Around the corner was yet another school, the Colegio Santiago Galas Arce, named not after a boy soldier hero but rather a prominent businessman who emigrated from Spain and founded in 1913 a company that printed calendars, and who lived in Tlalpan. A little further on yet another banner proclaimed an altogether different school, run by AMCO, an international organization that operates in the USA, Spain, Portugal and twelve Latin American countries. The banner offered facilities not available in state schools: English as a second mother tongue; small classes; digital classrooms; classes until 5pm; special classes (chess, dance, music, computing, human development); evening workshops (karate, robotics, French, Italian, fine arts).

 

Tlalpan public library

 Further along the same street was a modern building that housed a huge bookshop (with no visible customer or staff) of the state-owned publisher Fondo de Cultura Económica, and the public library. The latter had something I had not seen in many decades: a card catalogue. True, there were computers, but none was turned on nor in use. Alas, the rather dowdy collection would discourage any but the most determined reader: there were only two present when we visited. A few metres along the same street Jan pointed out another modern building which housed the Centro de Estudios Históricos, which I had been associated with in the 1970s, when it was located on the hill below the palace of Emperor Maximilian in Chapultepec Park. A helpful security guard told us that we were most welcome to visit provided we signed the visitor’s book, but that there was nothing to see. Not far from here was yet another educational institution, the Centro de Estudios Superiores en Antorpología Social (Centre of Higher Studies in Social Anthropology). Downtown Tlalpan is quite an educational hub.
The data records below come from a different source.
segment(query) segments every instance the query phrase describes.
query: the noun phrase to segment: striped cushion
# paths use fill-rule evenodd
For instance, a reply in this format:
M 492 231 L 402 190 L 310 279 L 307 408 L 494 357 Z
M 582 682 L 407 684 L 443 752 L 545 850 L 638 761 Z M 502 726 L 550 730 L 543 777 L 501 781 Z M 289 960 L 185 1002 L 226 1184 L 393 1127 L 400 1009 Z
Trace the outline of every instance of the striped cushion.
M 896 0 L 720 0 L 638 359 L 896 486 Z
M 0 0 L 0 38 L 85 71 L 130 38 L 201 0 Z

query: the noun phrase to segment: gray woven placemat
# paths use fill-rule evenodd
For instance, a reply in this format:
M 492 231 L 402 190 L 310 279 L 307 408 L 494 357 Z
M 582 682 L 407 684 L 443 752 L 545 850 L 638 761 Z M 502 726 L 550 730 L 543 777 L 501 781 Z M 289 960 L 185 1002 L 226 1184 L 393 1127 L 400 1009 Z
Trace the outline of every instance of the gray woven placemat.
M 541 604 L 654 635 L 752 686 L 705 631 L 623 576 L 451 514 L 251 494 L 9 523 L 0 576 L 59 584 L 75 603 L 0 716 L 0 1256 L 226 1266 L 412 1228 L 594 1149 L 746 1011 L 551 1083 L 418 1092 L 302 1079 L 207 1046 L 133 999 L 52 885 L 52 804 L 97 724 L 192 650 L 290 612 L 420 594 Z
The library of the Centro de Estudios Históricos.

Mexico City is a metropolis of colonias, some charming old-style villages such as San Angel or Coyoacán with a mixture of colonial and modern homes of wealthy families. The more central Colonia Cuauhtémoc is a district of late 19th-century mansions of the political and business elite, one of which houses the British Embassy. Nearby, in Roma and Condesa, developed in the 1920s and 1930s, many delightful Art Nouveau homes that once housed the burgeoning middle class of post-revolutionary Mexico have survived earthquakes and developers.

Calle Magisterio Nacional, one block from the primary schools.

Tlalpan is a very differerent colonia. There is money her but not, at least as far as a casual visitor can tell, at the level of San Ángel or Coyoacán. The atmosphere of Tlalpan’s streets is much more proletarian, especially when schools are out. When you turn from the broad traffic-laden avenues towards Tlalpan’s centre, one enters an area of narrow one-way streets lined by high walls, behind which, we were told, stand colonial-era buildings, 19th-century and modern mansions.

An old photo of the corner of Ignacio Allende and Benito Juárez, where the Centro de Estudios Históricos now stands.